Hagen is retiring and Carlson recently graduated from the University of Iowa College of Dentistry in Iowa City, Iowa.

“We are very lucky that we have somebody here who could fill Dr. Hagen’s spot,” said Pat Stenzel, the receptionist at the business. “He’s doing a fantastic job.”

She said she and others in the community are happy to have a dentist in their community — something that’s not always the case in small towns.

Because they’ve been so busy, the business takes patients from a 15-mile radius, but eventually they’d like to open that up to people further away.

Jody Wegner, owner of the Wells estate sales business Aunt Pearl’s Attic, said most of the times she’s in town, she has to take “a loop or two” to find a parking spot.

“I think people are trying really hard to support the local economy,” Wegner said.

She said her own business in the last year has been “exceptional,” noting that she has clients within an 80-mile radius, with the majority of her sales in 2011 coming from Wells.
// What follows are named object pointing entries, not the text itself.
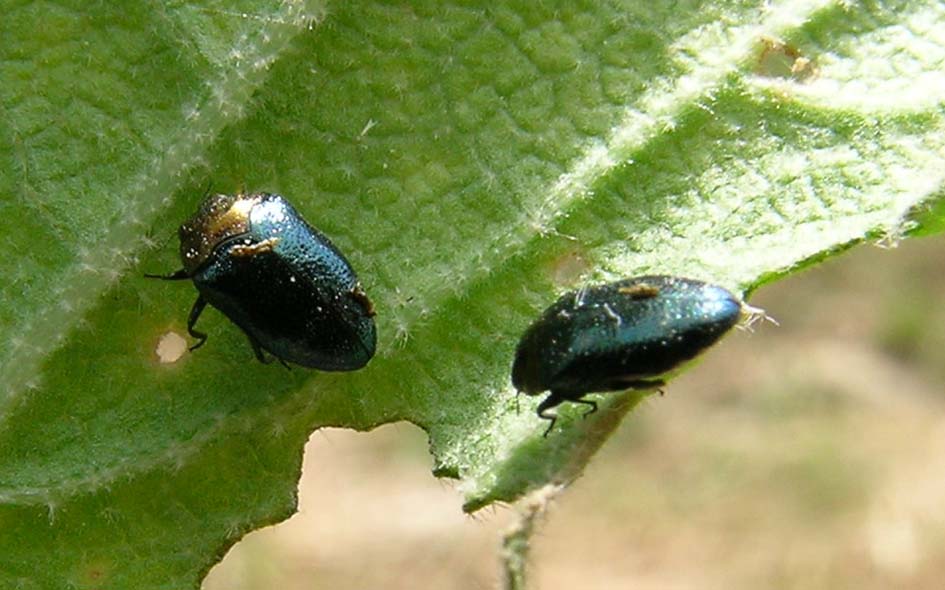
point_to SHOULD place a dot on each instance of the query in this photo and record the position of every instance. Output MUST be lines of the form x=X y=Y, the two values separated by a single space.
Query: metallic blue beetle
x=616 y=336
x=279 y=279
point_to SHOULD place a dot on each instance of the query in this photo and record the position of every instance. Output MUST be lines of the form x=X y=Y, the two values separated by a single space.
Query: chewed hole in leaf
x=170 y=347
x=778 y=59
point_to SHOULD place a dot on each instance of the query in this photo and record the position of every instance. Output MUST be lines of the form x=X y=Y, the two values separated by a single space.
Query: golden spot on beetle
x=568 y=268
x=641 y=291
x=170 y=348
x=243 y=250
x=778 y=59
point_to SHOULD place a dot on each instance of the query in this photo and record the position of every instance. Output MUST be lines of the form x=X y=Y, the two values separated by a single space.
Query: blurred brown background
x=808 y=456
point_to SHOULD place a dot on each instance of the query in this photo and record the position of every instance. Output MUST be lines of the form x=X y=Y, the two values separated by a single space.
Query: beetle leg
x=179 y=275
x=546 y=404
x=587 y=402
x=195 y=312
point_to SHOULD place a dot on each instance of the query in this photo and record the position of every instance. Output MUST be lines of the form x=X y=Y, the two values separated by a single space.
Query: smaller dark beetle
x=279 y=279
x=622 y=335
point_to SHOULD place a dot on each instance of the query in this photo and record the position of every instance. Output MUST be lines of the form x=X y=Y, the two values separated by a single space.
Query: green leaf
x=472 y=160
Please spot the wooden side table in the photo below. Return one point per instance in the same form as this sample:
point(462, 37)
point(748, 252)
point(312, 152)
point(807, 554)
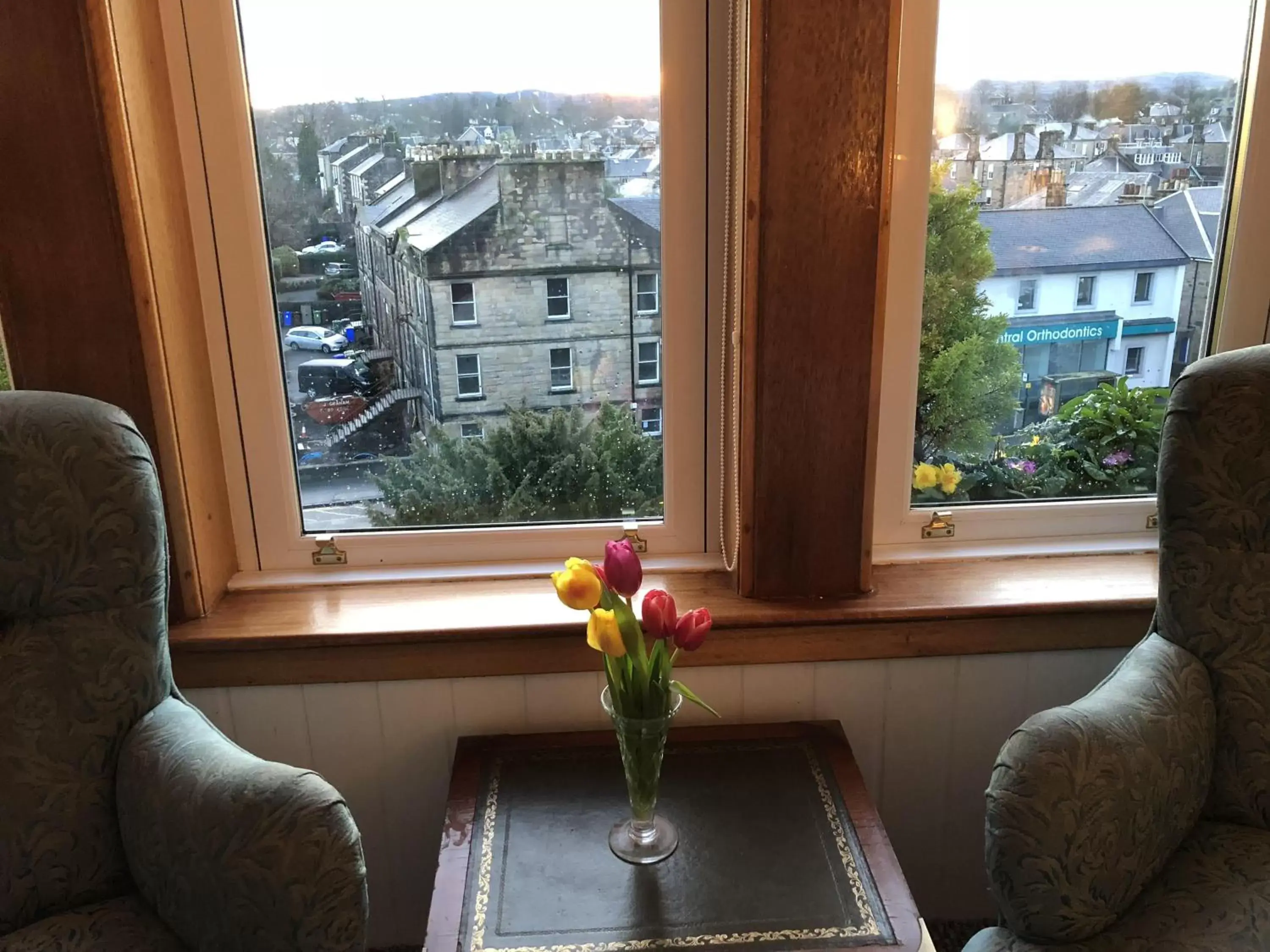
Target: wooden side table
point(780, 848)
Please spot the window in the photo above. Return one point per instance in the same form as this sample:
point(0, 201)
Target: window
point(1142, 287)
point(558, 299)
point(1085, 291)
point(562, 369)
point(1027, 295)
point(647, 294)
point(506, 226)
point(1005, 427)
point(468, 372)
point(649, 363)
point(463, 303)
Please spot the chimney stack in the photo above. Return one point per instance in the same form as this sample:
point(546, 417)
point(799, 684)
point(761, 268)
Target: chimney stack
point(1020, 153)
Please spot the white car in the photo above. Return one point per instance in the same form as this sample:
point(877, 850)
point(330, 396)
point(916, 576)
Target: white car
point(323, 248)
point(314, 339)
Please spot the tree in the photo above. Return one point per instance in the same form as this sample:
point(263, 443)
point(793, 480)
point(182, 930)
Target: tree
point(968, 380)
point(306, 155)
point(1124, 102)
point(1070, 102)
point(538, 466)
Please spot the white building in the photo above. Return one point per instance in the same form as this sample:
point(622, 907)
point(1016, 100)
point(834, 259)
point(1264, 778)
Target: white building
point(1094, 289)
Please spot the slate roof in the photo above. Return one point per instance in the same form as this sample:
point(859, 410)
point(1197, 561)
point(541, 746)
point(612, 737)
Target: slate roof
point(455, 212)
point(1192, 216)
point(369, 164)
point(646, 210)
point(1104, 238)
point(1002, 149)
point(388, 205)
point(353, 157)
point(630, 168)
point(1095, 188)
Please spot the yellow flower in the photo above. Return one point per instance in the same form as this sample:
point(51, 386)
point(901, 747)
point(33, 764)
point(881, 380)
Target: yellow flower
point(925, 476)
point(604, 635)
point(578, 586)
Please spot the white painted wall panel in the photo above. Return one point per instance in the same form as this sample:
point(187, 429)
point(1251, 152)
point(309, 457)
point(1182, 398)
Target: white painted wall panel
point(925, 733)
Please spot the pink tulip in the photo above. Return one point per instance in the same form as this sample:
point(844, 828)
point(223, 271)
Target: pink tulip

Though a lot of her success has come because more people are looking for quality items at a reasonable cost, her business is also based largely on word of mouth.

Another major boost to the Wells business climate could come this year with the potential opening of Singleteary Food Solutions, a meat processor out of Garland, Texas, which has announced it will open in the former Wells Co-Pack processing plant.

Neubauer said according to the latest information she has heard, the company still plans on opening. The projection is to employ 200 to 250 employees after three or four years.

“I think we’re going to have a good year this year and hopefully Singleteary will get up and running,” she said.

In the meantime, people can expect to see a few changes at places such as the Dairy Queen and Midwest Dental, which are still transitioning under their new ownership.

The DQ Grill & Chill, as it is called now, will undergo a modernization still this winter, including updating the dining room and other amenities.

Stenzel reassured the dental patients that other than the new dentist at Midwest Dental, things will stay pretty much the same.

“All the employees are the same,” she said. “The only one who’s different is the dentist.”